Les traditions singapouriennes prennent des formes très variées : grandes fêtes religieuses au calendrier lunaire ou hégirien, rites de passage familiaux, croyances populaires transmises de génération en génération, ou encore savoir-faire artisanaux préservés au sein des communautés d'origine. Cette diversité n'est pas cloisonnée : les quatre communautés participent souvent aux célébrations les unes des autres, dans un pays où le multiculturalisme est à la fois un héritage historique et une politique délibérée de l'État.
Les sections suivantes détaillent les fêtes les plus emblématiques, les rites de passage encore pratiqués aujourd'hui et les usages qui distinguent Singapour d'autres sociétés d'Asie du Sud-Est.
⚡ Comprendre les traditions à Singapour en 30 secondes
- Patrimoine multiconfessionnel : bouddhisme, taoïsme, islam, hindouisme et christianisme cohabitent dans le calendrier festif.
- Fêtes emblématiques : Nouvel An chinois, Hari Raya Puasa, Deepavali, Thaipusam.
- Le Chingay Parade, né en 1973, est devenu le symbole du multiculturalisme singapourien.
- La culture des hawkers est inscrite au patrimoine immatériel de l'UNESCO depuis 2020.
- La transmission reste largement familiale et communautaire, appuyée par des associations ethniques et religieuses.

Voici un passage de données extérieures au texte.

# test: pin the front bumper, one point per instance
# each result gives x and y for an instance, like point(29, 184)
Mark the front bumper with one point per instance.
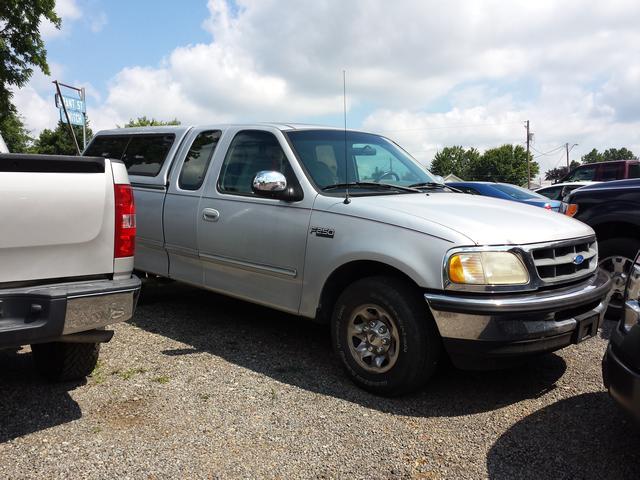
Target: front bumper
point(480, 331)
point(622, 382)
point(52, 312)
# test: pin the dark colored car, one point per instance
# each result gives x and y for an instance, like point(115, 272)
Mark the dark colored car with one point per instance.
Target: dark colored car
point(612, 209)
point(621, 362)
point(506, 191)
point(604, 171)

Quelles sont les traditions à Singapour ?
Des fêtes religieuses portées par quatre communautés
Le calendrier festif singapourien reprend, presque sans exception, les grandes fêtes religieuses des communautés qui composent le pays : le Nouvel An chinois pour la majorité chinoise, Hari Raya Puasa et Hari Raya Haji pour la communauté malaise musulmane, Deepavali et Thaipusam pour la communauté indienne à majorité hindoue, et Noël ou le Vendredi saint pour les chrétiens, minoritaires mais présents dans toutes les communautés. Ce pluralisme religieux structure l'année civile davantage qu'un calendrier national unique.
Des célébrations devenues nationales
Certaines fêtes, initialement propres à une seule communauté, ont pris une dimension nationale ouverte à tous les Singapouriens. C'est le cas du Chingay Parade, défilé né dans le sillage du Nouvel An chinois mais aujourd'hui construit comme une vitrine délibérée du multiculturalisme du pays.
Des rites de passage encore vivants
Mariages et funérailles conservent, au sein de chaque communauté, des rituels précis : cérémonie du thé et procession chez les Chinois, bersanding chez les Malais, veillées funéraires tenues sous les immeubles d'habitation publique quelle que soit la confession.
Des croyances populaires transmises au quotidien
À côté des grandes fêtes, des pratiques plus discrètes structurent la vie domestique : offrandes d'encens, respect de dates jugées fastes ou néfastes, ou encore le mois dit « des fantômes affamés », où des usages précis encadrent la vie quotidienne de la communauté chinoise pendant plusieurs semaines.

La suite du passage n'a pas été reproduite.